WNCG Seminar Series: Scalable and User-Friendly Machine Learning in Apache Spark

Friday, May 22, 2015
UTA 7.532

Modern datasets are rapidly growing in size and complexity, and this wealth of data holds the promise for many transformational applications. Machine learning is seemingly poised to deliver on this promise, having proposed and rigorously evaluated a wide range of data processing techniques over the past several decades. However, concerns over scalability and usability present major roadblocks to the wider adoption of these methods. In this talk I will describe the MLbase project, which aims to address these concerns by developing machine learning functionality on top of Apache Spark, a popular cluster computing engine designed for iterative computation.
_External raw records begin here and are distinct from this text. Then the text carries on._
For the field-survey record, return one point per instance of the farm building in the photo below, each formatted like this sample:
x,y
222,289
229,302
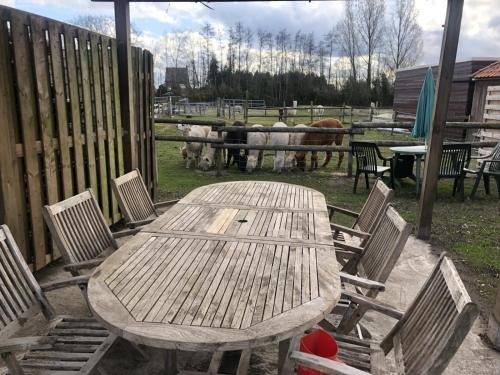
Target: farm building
x,y
486,101
409,82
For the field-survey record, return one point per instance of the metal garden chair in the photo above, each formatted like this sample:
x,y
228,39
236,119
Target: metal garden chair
x,y
367,155
80,232
134,201
489,166
74,345
454,159
424,340
380,196
369,267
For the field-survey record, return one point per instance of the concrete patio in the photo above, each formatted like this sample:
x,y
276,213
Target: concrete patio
x,y
416,262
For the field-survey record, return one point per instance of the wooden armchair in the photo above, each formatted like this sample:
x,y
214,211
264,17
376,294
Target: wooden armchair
x,y
80,232
380,196
368,268
489,166
367,155
455,158
134,201
424,340
73,346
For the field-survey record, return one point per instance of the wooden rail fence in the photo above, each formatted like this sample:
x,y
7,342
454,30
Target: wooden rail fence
x,y
60,123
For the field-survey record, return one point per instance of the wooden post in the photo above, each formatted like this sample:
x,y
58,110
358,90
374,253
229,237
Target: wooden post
x,y
124,53
444,81
494,323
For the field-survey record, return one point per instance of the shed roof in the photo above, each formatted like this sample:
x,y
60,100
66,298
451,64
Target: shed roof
x,y
490,71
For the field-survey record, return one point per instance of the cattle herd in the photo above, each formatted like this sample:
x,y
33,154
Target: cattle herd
x,y
202,155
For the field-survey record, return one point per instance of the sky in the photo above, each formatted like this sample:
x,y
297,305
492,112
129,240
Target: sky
x,y
478,38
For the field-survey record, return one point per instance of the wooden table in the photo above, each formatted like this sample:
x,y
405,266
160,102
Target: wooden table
x,y
419,152
231,266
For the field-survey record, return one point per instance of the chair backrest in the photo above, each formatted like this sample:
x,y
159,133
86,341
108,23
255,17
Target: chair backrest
x,y
20,294
133,198
366,155
380,196
384,247
435,324
79,228
495,155
454,159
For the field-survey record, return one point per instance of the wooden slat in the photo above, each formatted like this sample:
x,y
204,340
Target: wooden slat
x,y
100,133
61,107
108,112
27,101
11,179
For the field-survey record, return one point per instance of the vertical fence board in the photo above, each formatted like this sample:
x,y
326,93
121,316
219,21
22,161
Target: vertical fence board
x,y
13,207
87,109
107,111
61,108
60,123
100,134
28,116
118,119
74,97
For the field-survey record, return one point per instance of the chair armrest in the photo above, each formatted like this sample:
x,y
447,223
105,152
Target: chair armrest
x,y
83,265
361,282
372,304
27,343
77,280
342,210
351,248
324,365
166,203
126,232
139,223
351,231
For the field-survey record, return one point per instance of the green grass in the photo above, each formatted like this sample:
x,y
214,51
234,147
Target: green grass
x,y
469,230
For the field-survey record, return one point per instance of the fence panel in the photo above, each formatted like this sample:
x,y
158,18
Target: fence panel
x,y
60,123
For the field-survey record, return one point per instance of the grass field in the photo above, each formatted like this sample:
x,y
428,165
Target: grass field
x,y
469,230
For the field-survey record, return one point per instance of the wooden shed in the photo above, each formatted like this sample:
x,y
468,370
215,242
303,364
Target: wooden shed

I will first describe MLlib, Spark’s scalable machine learning library that grew out of the MLbase project. I will also discuss higher level components of MLbase, focusing on the problem of hyperparameter optimization as a means to simplify the task of machine learning pipeline construction.


Assistant Professor
University of California-Los Angeles

Ameet Talwalkar is an assistant professor of Computer Science at UCLA and a technical advisor for Databricks. His research addresses scalability and ease-of-use issues in the field of statistical machine learning, with applications in computational genomics. He led the initial development of the MLlib project inApache Spark and is a co-author of the graduate-level textbook 'Foundations of Machine Learning' (2012, MIT Press). Prior to UCLA, he was an NSF post-doctoral fellow in the AMPLab at UC Berkeley. He obtained a B.S. from Yale University and a Ph.D. from the Courant Institute at NYU.